A NASA-funded study suggests winter carbon emissions in the Arctic may be adding more carbon into the atmosphere each year than is taken up by Arctic vegetation, marking a stark reversal for a region that has captured and stored carbon for tens of thousands of years.

The study, published Oct. 21, 2019, in Nature Climate Change, warns that winter carbon dioxide loss from the world’s permafrost regions could increase by 41 percent over the next century if human-caused greenhouse gas emissions continue at their current pace. Carbon emitted from thawing permafrost has not been included in the majority of models used to predict future climates.

Permafrost is the carbon-rich frozen soil that covers 24 percent of Northern Hemisphere land area, encompassing vast stretches of territory across Alaska, Canada, Siberia and Greenland. Permafrost holds more carbon than has ever been released by humans via fossil fuel combustion, and this permafrost has kept carbon safely locked away in an icy embrace for tens of thousands of years. But as global temperatures warm, permafrost is thawing and releasing greenhouse gases to the atmosphere.

“These findings indicate that winter carbon dioxide loss may already be offsetting growing season carbon uptake, and these losses will increase as the climate continues to warm,” said Woods Hole Research Center Arctic Program Director Sue Natali, lead author of the study. “Studies focused on individual sites have seen this transition, but until now we haven’t had a clear accounting of the winter carbon balance throughout the entire Arctic region.”

This study was supported by NASA’s Arctic-Boreal Vulnerability Experiment  (ABoVE) and conducted in coordination with the Permafrost Carbon Network and more than 50 collaborating institutions. In addition to space-based observations of Earth’s changing environment, NASA sponsors scientific field campaigns to advance our understanding of how our climate is changing and could change in the future.

Researchers compiled on-the-ground observations of carbon dioxide emissions across many sites and combined these with remote sensing data and ecosystem models to assess current and future carbon losses during winter for northern permafrost regions. They estimate a yearly loss of 1.7 billion metric tons of carbon from the permafrost region during the winter season from 2003 to 2017 compared to the estimated average of 1 billion metric tons of carbon taken up during the growing season.

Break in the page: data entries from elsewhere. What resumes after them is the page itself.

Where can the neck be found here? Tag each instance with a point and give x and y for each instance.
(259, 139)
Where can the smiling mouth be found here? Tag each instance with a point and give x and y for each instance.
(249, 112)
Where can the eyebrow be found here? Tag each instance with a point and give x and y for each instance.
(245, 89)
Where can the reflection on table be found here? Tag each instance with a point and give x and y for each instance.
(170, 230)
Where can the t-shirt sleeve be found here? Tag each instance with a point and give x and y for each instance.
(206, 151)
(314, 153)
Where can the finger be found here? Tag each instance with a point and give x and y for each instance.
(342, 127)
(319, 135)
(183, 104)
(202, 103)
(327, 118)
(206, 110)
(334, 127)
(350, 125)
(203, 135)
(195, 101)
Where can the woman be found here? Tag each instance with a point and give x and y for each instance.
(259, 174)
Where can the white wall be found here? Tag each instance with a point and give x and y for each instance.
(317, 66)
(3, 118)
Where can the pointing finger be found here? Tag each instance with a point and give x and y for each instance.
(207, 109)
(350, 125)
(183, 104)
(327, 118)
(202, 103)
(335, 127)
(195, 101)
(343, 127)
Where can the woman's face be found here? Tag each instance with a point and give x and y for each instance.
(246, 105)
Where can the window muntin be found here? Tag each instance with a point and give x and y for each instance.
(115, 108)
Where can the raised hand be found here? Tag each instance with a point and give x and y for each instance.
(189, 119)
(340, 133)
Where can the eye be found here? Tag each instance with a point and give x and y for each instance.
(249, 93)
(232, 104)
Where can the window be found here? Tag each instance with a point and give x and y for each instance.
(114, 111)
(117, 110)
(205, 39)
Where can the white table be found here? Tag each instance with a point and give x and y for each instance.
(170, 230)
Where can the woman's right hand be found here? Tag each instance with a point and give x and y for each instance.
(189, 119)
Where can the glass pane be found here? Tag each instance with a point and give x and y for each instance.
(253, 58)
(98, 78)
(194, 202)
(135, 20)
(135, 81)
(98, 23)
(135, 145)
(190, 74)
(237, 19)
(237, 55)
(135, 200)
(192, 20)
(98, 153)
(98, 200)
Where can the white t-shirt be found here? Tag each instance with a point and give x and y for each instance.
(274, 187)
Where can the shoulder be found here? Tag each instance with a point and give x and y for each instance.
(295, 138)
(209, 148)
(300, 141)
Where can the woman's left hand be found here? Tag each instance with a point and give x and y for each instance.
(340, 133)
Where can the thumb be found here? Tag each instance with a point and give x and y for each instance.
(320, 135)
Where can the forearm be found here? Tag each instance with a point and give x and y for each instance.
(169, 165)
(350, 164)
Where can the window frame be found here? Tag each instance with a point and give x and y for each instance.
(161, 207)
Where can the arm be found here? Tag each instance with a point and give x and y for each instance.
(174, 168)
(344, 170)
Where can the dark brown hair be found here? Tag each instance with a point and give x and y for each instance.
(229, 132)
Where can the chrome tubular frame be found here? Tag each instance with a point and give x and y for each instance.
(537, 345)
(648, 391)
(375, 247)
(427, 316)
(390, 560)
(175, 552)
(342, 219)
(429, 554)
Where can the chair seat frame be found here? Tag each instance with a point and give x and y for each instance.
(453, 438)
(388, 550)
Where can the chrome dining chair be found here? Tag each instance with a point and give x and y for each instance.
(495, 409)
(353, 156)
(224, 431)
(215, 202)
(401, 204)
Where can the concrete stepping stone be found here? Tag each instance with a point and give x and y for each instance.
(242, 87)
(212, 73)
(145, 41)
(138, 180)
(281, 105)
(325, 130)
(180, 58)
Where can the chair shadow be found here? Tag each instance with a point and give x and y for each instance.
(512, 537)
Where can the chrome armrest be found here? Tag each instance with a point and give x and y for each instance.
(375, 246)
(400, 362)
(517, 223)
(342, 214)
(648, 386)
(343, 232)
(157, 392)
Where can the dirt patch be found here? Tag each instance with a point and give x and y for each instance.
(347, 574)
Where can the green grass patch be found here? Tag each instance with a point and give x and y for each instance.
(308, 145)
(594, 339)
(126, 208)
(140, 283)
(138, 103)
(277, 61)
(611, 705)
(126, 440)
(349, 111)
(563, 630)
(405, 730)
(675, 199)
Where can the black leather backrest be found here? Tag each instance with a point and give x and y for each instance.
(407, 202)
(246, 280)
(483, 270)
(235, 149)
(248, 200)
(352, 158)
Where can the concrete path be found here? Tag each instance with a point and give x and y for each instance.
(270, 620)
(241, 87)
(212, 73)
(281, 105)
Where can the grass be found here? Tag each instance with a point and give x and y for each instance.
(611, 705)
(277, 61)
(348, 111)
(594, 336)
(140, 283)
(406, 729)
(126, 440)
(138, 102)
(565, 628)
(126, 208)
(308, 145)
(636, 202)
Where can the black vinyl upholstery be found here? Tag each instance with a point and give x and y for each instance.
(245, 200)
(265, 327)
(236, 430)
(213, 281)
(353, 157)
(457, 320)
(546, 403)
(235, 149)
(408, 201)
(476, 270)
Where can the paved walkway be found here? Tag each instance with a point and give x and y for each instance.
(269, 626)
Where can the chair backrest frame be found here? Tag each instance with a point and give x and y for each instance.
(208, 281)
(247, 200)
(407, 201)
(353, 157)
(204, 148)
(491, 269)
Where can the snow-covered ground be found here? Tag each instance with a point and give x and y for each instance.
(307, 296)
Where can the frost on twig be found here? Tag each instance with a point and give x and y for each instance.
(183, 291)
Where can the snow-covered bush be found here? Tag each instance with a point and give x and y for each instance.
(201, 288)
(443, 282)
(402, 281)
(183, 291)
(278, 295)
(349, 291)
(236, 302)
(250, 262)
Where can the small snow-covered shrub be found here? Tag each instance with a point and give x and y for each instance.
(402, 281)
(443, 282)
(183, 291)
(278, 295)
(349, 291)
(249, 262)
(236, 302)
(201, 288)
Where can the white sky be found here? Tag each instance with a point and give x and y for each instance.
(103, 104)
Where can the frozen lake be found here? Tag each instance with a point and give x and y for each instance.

To extend model predictions to warmer conditions in 2100, the climate predicted for different scenarios of future fossil fuel emissions were used to calculate the effect on permafrost. If fossil fuel use is modestly reduced over the next century, winter carbon dioxide emissions would increase 17 percent compared with current emissions. Under a scenario where fossil fuel use continues to increase at current rates through the middle of the century, winter carbon dioxide emissions from permafrost would rise by 41 percent.